Susan's petition was objected to by Casey S. Rogers, the grandson of the late Evelyn I. Ford. Casey sought to have the handwritten codicil (not surprisingly) be denied admission to probate. 

The Fresno County Superior Court consolidated the matters and scheduled a hearing for August 20, 2014. Inexplicably, neither Susan nor her attorney attended the hearing. The court then denied Susan's petition and granted Casey's petition.

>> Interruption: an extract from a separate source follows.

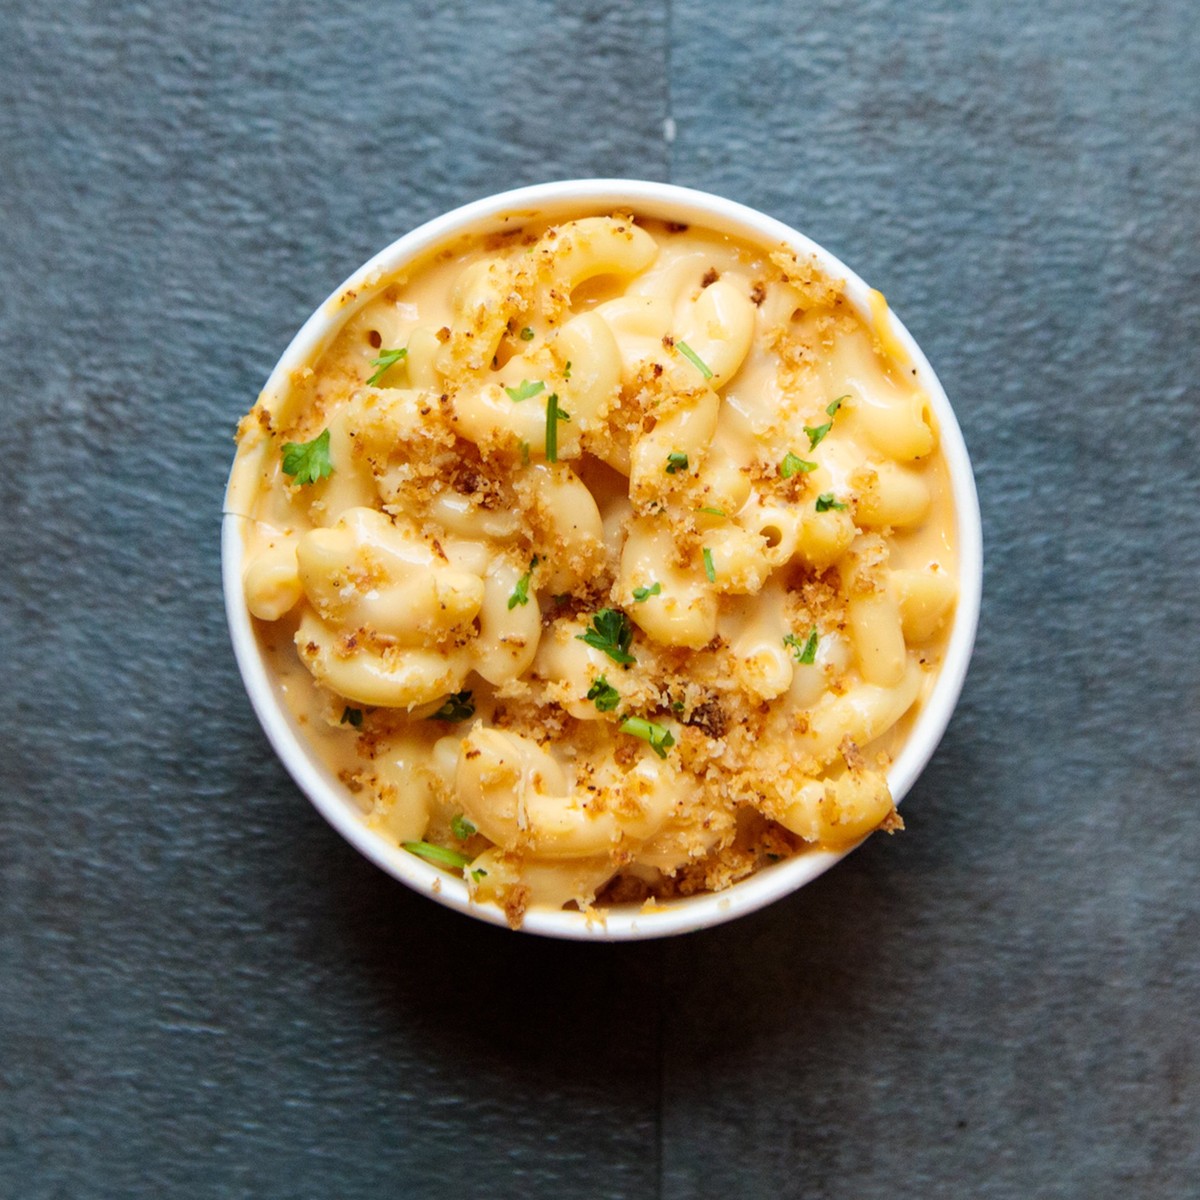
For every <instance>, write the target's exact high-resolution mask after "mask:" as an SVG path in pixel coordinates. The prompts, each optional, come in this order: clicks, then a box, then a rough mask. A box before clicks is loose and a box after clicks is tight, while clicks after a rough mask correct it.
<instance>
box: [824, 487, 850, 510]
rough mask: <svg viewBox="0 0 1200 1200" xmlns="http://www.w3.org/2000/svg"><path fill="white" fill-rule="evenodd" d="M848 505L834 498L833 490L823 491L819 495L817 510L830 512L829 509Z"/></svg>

Susan then appealed her case to the 5th District Court of Appeal. On appeal, the trial court's ruling was affirmed in a unpublished opinion:

"the record we do have reveals an appropriate basis for the probate court to deny Frantzich's petition, as it shows that neither Frantzich nor her attorney appeared at the hearing on her petition. Even if a pre-probate will contest is pending, if a contestant fails to appear at a hearing on a petition to admit a will to probate, and fails to inform the probate court of the status of the contest or request a continuance of the hearing, the probate court may infer that the objection to probate has been resolved or the contestant has elected to treat the matter as a post-probate will contest. (Estate of Horn (1990) 219 Cal.App.3d 67, 72 ["As a general rule a probate court should not be required to act on its own motion to postpone a hearing on admitting a will to probate even when a petition contesting the will is in the probate file."].) Since Frantzich did not appear at the August 20 hearing, either individually or through her attorney, the probate court was well within its authority to deny Frantzich's petition on that basis alone and to admit the will and codicils to probate on Rogers's petition."